Emily Weede: "2018 haben wir 30 kulturelle Veranstaltungen an unserer Schönen gehabt. Von diesen Veranstaltungen ist nur die Mühlenrunde bezuschusst worden – und zwar mit dem Preisgeld des Kultursommerpreises. Egal, wer an unserer Schönen auftritt - ob Sinfonieorchester, Deutschlands bekanntester Ornithologe und Tierstimmenimitator Dr. Uwe Westphal, die Karoxbosteler Kriminacht, Kunstausstellungen, Theaterstücke oder Chorkonzerte – wir müssen uns immer wieder kneifen, wenn wir an 2012/13 denken: hüfthoch Mist, offene Dächer, eingestürzte Wände und Decken. Und heute genießen unsere Besucher Kultur vom Feinsten in genau denselben Räumen, umsorgt von unglaublich engagierten und motivierten Mühlenrettern, die auch die großen Veranstaltungen wie den Mühlentag, den Tag des offenen Denkmals und den Adventsmarkt tragen und so unvergleichlich machen! Dieses Engagement und diese Fröhlichkeit trotz aller Schwierigkeiten hat sicherlich auch mit zu der ganz besonderen Ehre und Auszeichnung in diesem Jahr beigetragen."

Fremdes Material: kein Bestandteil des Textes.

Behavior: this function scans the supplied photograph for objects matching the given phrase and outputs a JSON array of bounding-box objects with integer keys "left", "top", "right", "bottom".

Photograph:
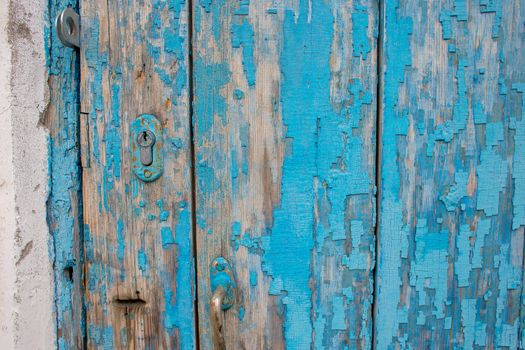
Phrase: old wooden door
[
  {"left": 80, "top": 0, "right": 196, "bottom": 349},
  {"left": 73, "top": 0, "right": 525, "bottom": 349},
  {"left": 193, "top": 1, "right": 378, "bottom": 349},
  {"left": 374, "top": 0, "right": 525, "bottom": 349}
]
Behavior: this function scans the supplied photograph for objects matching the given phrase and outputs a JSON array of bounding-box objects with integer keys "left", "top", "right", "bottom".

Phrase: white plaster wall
[{"left": 0, "top": 0, "right": 56, "bottom": 350}]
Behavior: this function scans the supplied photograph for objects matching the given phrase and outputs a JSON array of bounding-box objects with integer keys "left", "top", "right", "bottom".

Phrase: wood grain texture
[
  {"left": 374, "top": 0, "right": 525, "bottom": 349},
  {"left": 44, "top": 0, "right": 84, "bottom": 349},
  {"left": 193, "top": 0, "right": 378, "bottom": 349},
  {"left": 81, "top": 0, "right": 195, "bottom": 349}
]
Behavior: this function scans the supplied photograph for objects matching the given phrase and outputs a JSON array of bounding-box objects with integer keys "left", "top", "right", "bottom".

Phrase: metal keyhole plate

Emily Weede erinnert sich: "Alles fing wie ein ganz normaler Sonnabend morgen an. Mein nn Carsten und ich waren auf dem Weg zum Mühlenputz. Carsten warf noch einen kurzen Blick auf die Post und sagte nur: „Schatz, den Brief solltest du noch aufmachen.“ Der Absender lautete: „Die Beauftragte der Bundesregierung für Medien und Kultur.“ Unserem Verein Wassermühle Karoxbostel e.V. war vom Deutschen Nationalkomitee für Denkmalschutz der Deutsche Preis für Denkmalschutz verliehen worden!" Zur Verleihung des Preises in Straßburg sind die Karoxbosteler mit 33 Mühlenfreunden gefahren. Die Übergabe der Silbernen Halbkugel im Kaiserpalast und die Laudatio des Jury-Vorsitzenden Werner von Bergen waren echte Gänsehautmomente und sie bleiben unvergesslich. Emily Weede: "Eins haben wir in Straßburg auch gemerkt: Wir sind wirklich anders. Oder, wie sagte der Laudator: In Karoxbostel wurde kein Denkmal, sondern ein „Lebmal“ geschaffen."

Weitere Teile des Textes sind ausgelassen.